[R-sig-ME] Prediction interval for the difference of a pair of outcomes

Tue Mar 14 11:02:53 CET 2017

Dear all,

I'll try to keep this as brief as possible. Some time ago I asked about joint 
(linear mixed-effects) modelling of two correlated outcomes, of the form:

m1 <- lmer(Y1 ~ age + X + (age | id), data=dat)
m2 <- lmer(Y2 ~ age + X + (age | id), data=dat)

Thierry Onkelinx very helpfully suggested the following:

library(tidyr)
long <- gather(dat, key = "trait", value = "Y", Y1, Y2)
lmer(Y ~ 0 + trait + trait * (age + X) + (0 + trait:age | id), data = long)

which was perfect and indeed worked as expected.

Now, I am trying to draw predictions (+prediction intervals) from this model. 
I've read (among other stuff) the instructions on glmm.wikidot.com/faq, and 
also this past message:

https://stat.ethz.ch/pipermail/r-sig-mixed-models/2013q3/020809.html

Thus I have two questions:

(1) If my interest is in predicting the response of a single unobserved 
individual, accounting for all the random effects (=marginalizing over the 
random effects, I think), which variances should I add together to construct 
my prediction interval? 

My understanding is that I would have to add (a) the variance due to the fixed 
coefficients (betas), (b) the variance due to the random effects, AND (c) the 
residual variance. Is this correct????

I've become rather confused because among the examples provided on the  
glmm.wikidot.com/faq page, I see the lme and glmmADMB examples add (a) + (c), 
ignoring the (b), while the lme4 example adds (a) + (b), ignoring the (c). 
Maybe some extra detail would help a lot.

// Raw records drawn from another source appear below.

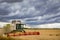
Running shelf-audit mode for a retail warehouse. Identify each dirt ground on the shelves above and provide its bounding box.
[10,29,60,40]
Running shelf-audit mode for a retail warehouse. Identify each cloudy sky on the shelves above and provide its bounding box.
[0,0,60,26]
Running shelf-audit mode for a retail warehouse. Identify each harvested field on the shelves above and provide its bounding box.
[8,29,60,40]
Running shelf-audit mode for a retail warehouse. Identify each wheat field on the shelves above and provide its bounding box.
[10,29,60,40]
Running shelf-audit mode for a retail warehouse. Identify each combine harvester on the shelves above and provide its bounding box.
[7,21,40,37]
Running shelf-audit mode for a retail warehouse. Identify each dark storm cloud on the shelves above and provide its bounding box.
[0,0,23,3]
[0,0,60,25]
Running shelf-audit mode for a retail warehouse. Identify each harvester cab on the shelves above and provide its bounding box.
[12,20,25,32]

(2) Assuming that I do indeed need (a) + (b) + (c) to calculate prediction 
intervals from my above described model, for one outcome (trait) only. 
What if I want to calculate prediction intervals for the **difference** 
between my two modelled outcomes, for a single unobserved individual? 
Which variances and covariances should I account for??

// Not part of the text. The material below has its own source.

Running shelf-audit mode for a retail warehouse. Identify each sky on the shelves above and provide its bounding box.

Given that: Var(a*A + b*B) = a^2*Var(A) + b^2*Var(B) + 2*a*b*cov(A,B) ,
I can calculate (b), i.e. the variance due to the random effects, using the 
correlations between the random effects. 
Also I think I'll need to add **twice** the residual variance (c); is this 
correct??
What I'm more in doubt about is the (a), i.e. the variance due to the fixed 
effects. Don't I somehow have to account for the correlations between my fixed 
effects terms, and if so, how should I go about doing that?? 

An extension of this latest question: say I move away from lme4 and run this 
particular model in JAGS (in fact I did this already as an experiment), 
calculating (b) and (c), and thus the limits of my 95% PI (for the difference 
between the two outcomes), over the whole MCMC chain.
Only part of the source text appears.